Trident: a scalable architecture for scalar, vector, and matrix operations

  • Authors:
  • Mostafa I. Soliman;Stanislav G. Sedukhin

  • Affiliations:
  • The University of Aizu, Aizu-Wakamatsu City Fukushima, 965-8580 Japan;The University of Aizu, Aizu-Wakamatsu City Fukushima, 965-8580 Japan

  • Venue:
  • CRPIT '02 Proceedings of the seventh Asia-Pacific conference on Computer systems architecture
  • Year:
  • 2002

Quantified Score

Hi-index 0.00

Visualization

Abstract

Within a few years it will be possible to integrate a billion transistors on a single chip. At this integration level, we propose using a high level ISA to express parallelism to hardware instead of using a huge transistor budget to dynamically extract it. Since the fundamental data structures for a wide variety of applications are scalar, vector, and matrix, our proposed Trident processor extends the classical vector ISA with matrix operations. The Trident processor consists of a set of parallel vector pipelines (PVPs) combined with a fast in order scalar core. The PVPs can access both vector and matrix register files to perform vector, matrix, and matrix-vector operations. One key point of our design is the exploitation of up to three levels of data parallelism. Another key point is the ring register files for storing vector and matrix data.

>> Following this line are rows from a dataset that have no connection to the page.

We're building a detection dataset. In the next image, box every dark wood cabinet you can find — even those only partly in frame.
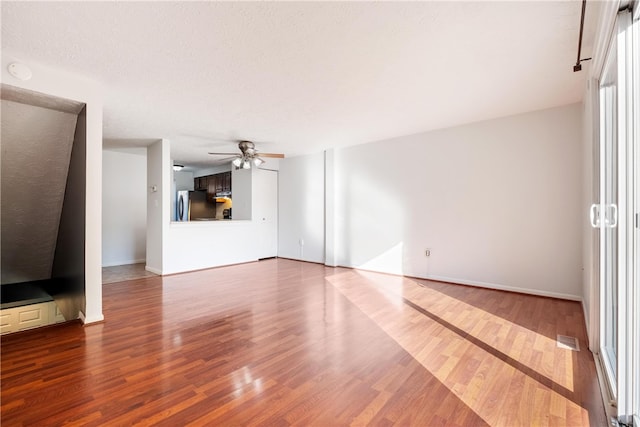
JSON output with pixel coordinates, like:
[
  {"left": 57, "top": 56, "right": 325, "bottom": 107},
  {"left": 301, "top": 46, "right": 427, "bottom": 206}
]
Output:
[
  {"left": 220, "top": 172, "right": 231, "bottom": 192},
  {"left": 207, "top": 175, "right": 216, "bottom": 203},
  {"left": 193, "top": 172, "right": 231, "bottom": 202},
  {"left": 193, "top": 176, "right": 208, "bottom": 191}
]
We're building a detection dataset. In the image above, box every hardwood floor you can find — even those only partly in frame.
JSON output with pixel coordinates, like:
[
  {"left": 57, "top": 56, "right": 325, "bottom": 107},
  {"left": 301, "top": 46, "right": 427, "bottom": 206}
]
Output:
[
  {"left": 0, "top": 259, "right": 607, "bottom": 426},
  {"left": 102, "top": 263, "right": 157, "bottom": 284}
]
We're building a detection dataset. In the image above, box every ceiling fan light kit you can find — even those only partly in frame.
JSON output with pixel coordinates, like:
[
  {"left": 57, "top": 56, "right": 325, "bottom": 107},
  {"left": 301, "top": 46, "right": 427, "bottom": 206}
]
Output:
[{"left": 209, "top": 141, "right": 284, "bottom": 169}]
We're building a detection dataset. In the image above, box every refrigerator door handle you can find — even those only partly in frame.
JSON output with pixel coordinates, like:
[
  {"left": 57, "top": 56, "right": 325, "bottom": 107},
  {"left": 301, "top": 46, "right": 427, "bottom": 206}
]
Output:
[
  {"left": 178, "top": 196, "right": 184, "bottom": 221},
  {"left": 589, "top": 203, "right": 600, "bottom": 228}
]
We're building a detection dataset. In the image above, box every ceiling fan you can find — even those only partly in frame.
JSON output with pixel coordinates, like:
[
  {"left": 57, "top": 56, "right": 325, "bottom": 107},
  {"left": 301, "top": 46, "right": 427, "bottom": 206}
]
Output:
[{"left": 209, "top": 141, "right": 284, "bottom": 169}]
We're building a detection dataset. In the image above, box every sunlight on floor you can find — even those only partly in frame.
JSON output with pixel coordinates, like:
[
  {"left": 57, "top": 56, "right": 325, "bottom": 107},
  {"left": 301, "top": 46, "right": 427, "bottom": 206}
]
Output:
[{"left": 326, "top": 271, "right": 588, "bottom": 425}]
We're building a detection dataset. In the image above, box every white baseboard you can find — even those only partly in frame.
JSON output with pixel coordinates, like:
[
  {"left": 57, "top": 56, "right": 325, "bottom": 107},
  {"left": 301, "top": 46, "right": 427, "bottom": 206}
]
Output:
[
  {"left": 102, "top": 258, "right": 147, "bottom": 267},
  {"left": 144, "top": 265, "right": 163, "bottom": 276},
  {"left": 78, "top": 311, "right": 104, "bottom": 325},
  {"left": 421, "top": 276, "right": 582, "bottom": 302}
]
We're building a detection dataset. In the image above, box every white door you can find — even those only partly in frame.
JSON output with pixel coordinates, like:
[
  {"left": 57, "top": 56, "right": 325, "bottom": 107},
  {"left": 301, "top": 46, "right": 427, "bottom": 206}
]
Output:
[
  {"left": 253, "top": 169, "right": 278, "bottom": 259},
  {"left": 593, "top": 10, "right": 640, "bottom": 424}
]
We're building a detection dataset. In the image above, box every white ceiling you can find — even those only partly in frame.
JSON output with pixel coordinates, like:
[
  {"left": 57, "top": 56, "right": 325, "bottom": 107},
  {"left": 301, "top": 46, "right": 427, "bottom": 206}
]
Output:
[{"left": 2, "top": 0, "right": 599, "bottom": 168}]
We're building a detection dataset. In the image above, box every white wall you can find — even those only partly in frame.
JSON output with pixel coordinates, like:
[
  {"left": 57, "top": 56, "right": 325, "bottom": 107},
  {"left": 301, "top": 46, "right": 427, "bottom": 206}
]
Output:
[
  {"left": 170, "top": 169, "right": 195, "bottom": 221},
  {"left": 278, "top": 153, "right": 325, "bottom": 263},
  {"left": 324, "top": 104, "right": 583, "bottom": 300},
  {"left": 151, "top": 140, "right": 277, "bottom": 274},
  {"left": 145, "top": 139, "right": 172, "bottom": 274},
  {"left": 1, "top": 49, "right": 104, "bottom": 323},
  {"left": 173, "top": 171, "right": 194, "bottom": 191},
  {"left": 102, "top": 147, "right": 147, "bottom": 267},
  {"left": 231, "top": 169, "right": 253, "bottom": 220}
]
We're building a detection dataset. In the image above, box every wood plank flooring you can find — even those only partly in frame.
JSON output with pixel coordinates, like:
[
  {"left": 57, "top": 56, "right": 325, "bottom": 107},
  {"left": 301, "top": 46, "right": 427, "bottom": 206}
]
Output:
[
  {"left": 0, "top": 259, "right": 606, "bottom": 427},
  {"left": 102, "top": 263, "right": 157, "bottom": 284}
]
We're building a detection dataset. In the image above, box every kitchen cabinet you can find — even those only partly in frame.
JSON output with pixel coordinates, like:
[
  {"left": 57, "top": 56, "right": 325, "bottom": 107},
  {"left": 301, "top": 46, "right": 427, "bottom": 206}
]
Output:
[
  {"left": 193, "top": 176, "right": 208, "bottom": 191},
  {"left": 207, "top": 175, "right": 217, "bottom": 203},
  {"left": 193, "top": 171, "right": 231, "bottom": 202},
  {"left": 219, "top": 171, "right": 231, "bottom": 193}
]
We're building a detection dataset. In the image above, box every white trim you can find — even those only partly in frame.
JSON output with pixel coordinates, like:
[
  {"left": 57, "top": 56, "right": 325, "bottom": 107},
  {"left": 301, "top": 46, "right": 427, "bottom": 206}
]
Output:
[
  {"left": 144, "top": 265, "right": 163, "bottom": 276},
  {"left": 102, "top": 258, "right": 147, "bottom": 267},
  {"left": 591, "top": 0, "right": 620, "bottom": 78},
  {"left": 78, "top": 311, "right": 104, "bottom": 325},
  {"left": 412, "top": 276, "right": 582, "bottom": 302}
]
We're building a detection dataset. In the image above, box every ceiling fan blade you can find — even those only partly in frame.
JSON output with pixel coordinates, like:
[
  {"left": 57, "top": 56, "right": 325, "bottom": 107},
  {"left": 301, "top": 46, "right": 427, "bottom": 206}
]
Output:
[{"left": 218, "top": 156, "right": 238, "bottom": 162}]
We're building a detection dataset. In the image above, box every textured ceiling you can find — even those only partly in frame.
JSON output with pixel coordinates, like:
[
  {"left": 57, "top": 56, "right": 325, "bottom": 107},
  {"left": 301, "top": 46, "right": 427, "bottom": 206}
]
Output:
[{"left": 2, "top": 0, "right": 599, "bottom": 168}]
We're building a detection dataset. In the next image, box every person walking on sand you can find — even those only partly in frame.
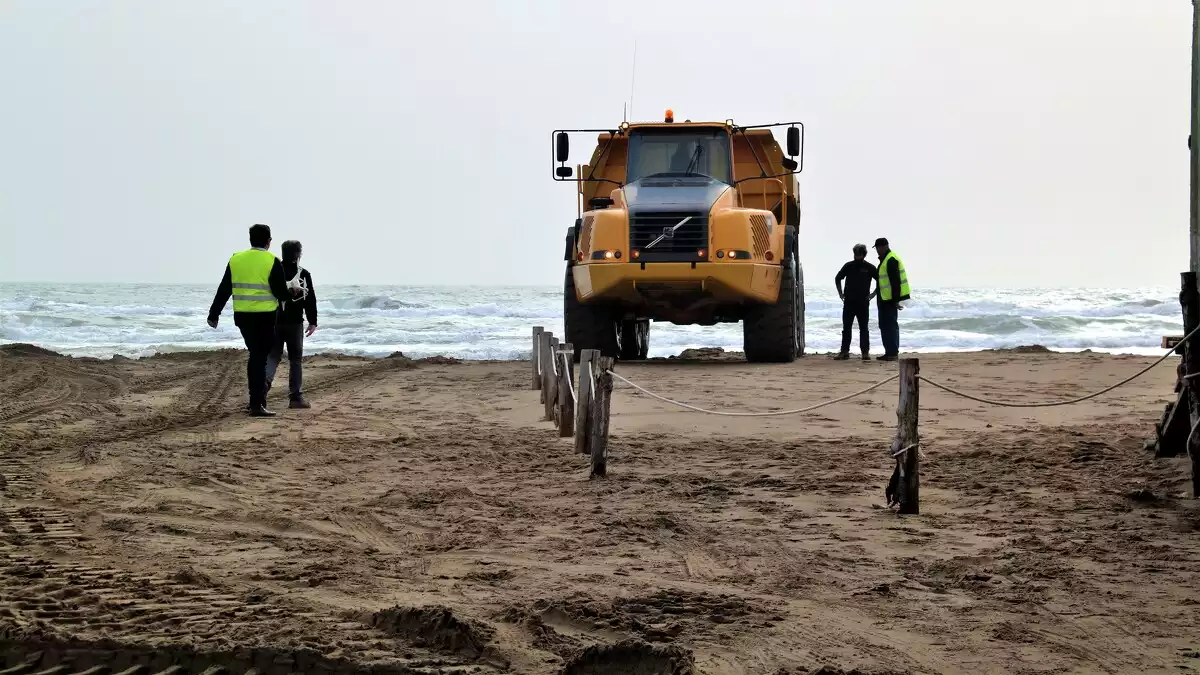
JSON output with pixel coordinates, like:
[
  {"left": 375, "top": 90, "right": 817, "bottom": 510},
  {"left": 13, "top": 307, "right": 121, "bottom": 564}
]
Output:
[
  {"left": 833, "top": 244, "right": 878, "bottom": 362},
  {"left": 266, "top": 240, "right": 317, "bottom": 408},
  {"left": 875, "top": 237, "right": 910, "bottom": 362},
  {"left": 209, "top": 225, "right": 293, "bottom": 417}
]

The ring structure of the register files reduces the number and size of the address decoders, the number of ports, the area overhead caused by the address bus, and the number of registers attached to bit lines, as well as providing local communication between PVPs. The scalability of the Trident processor does not require more fetch, decode, or issue bandwidth, but requires replication of PVPs and increasing the register file size. Scientific, engineering, multimedia, and many other applications, which are based on a mixture of scalar, vector, and matrix operations, can be speeded up on the Trident processor.